どの本がわかりやすいだろう。──と、一つ気になる本を見つけた。

「みことせいじょ……、巫女と聖女?」

この国に来てから、魔王やユーリンには巫女、巫女と呼ばれているが、その巫女の意味を知らない。

 興味本意で手にとって読み進めてみる。


 ──聖女とは、光をもたらす。巫女とは、幸運をもたらす。この二人の乙女は、通常一対であり、巫女は別名、魔王の……


 いいところで、声をかけられる。

「そんな子供向けの本を読んで、どうしたんだ、巫女?」

「陛下」

顔をあげれば、そこには魔王がいた。魔王も図書室に用があったようだ。本に集中しすぎて全然気がつかなかった。

 私は、一先ず魔王に、魔王のお陰で、文字の勉強がはかどっていることのお礼を伝えた。その後に、歴史書を渡されたが、まったく自分の知っているものとは違い、勉強にならなかったことを話す。


 すると、魔王は

「それなら、この辺りがいいだろう」

といって、一冊の本を本棚から抜き出した。


 本のタイトルは、「赤ちゃんでもわかる、この世界の歴史」だ。赤ちゃんでは、流石に歴史はわからないのでは……と思っているうちに、「巫女と聖女」が魔王の手によって片付けられ、「~この世界の歴史」が差し出される。


「ありがとうございます。あの、陛下」

「どうした、巫女?」

魔王のせいで、巫女とは何なのか、全くもってわかっていない。視線を合わせてくれない、魔王に尋ねる。


 「巫女とは、一体何者ですか?」

「巫女は──幸運をもたらす。そして、気まぐれだ。それだけ知っておけばいい」

幸運をもたらす、とはあの本にも書いてあった。でも、私にそんな力はない。そういうと、魔王は苦笑した。
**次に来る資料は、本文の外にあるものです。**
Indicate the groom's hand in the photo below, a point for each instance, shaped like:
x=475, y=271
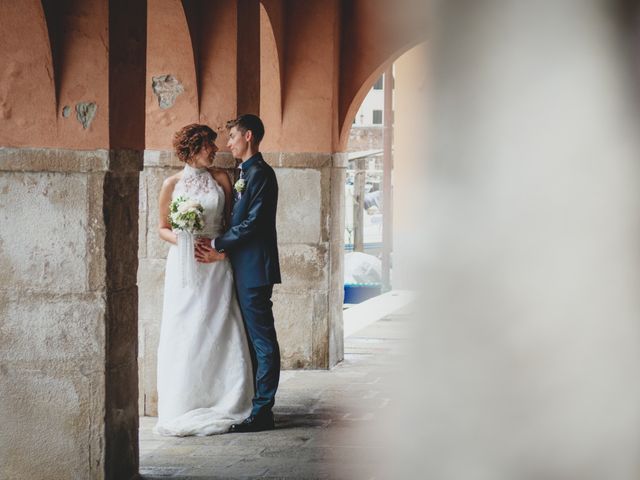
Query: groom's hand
x=205, y=254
 「気まぐれだからな、幸運を運ばないこともあるのだろう」

それって、結局普通と変わらないのでは? 私が、そういうと魔王は笑った。


 「ああ。だから、貴方はごく普通で、普通の者と同じように、自由がある」


 そういわれた言葉に何故か、泣きそうになった。


 魔王はがかがみこんで、優しく私の目元を擦る。

「泣いてませんよ」

「……そうか」

なら、いい。そういって魔王は去っていった。


 魔王が去ったあと、やっぱり、少し、泣いた。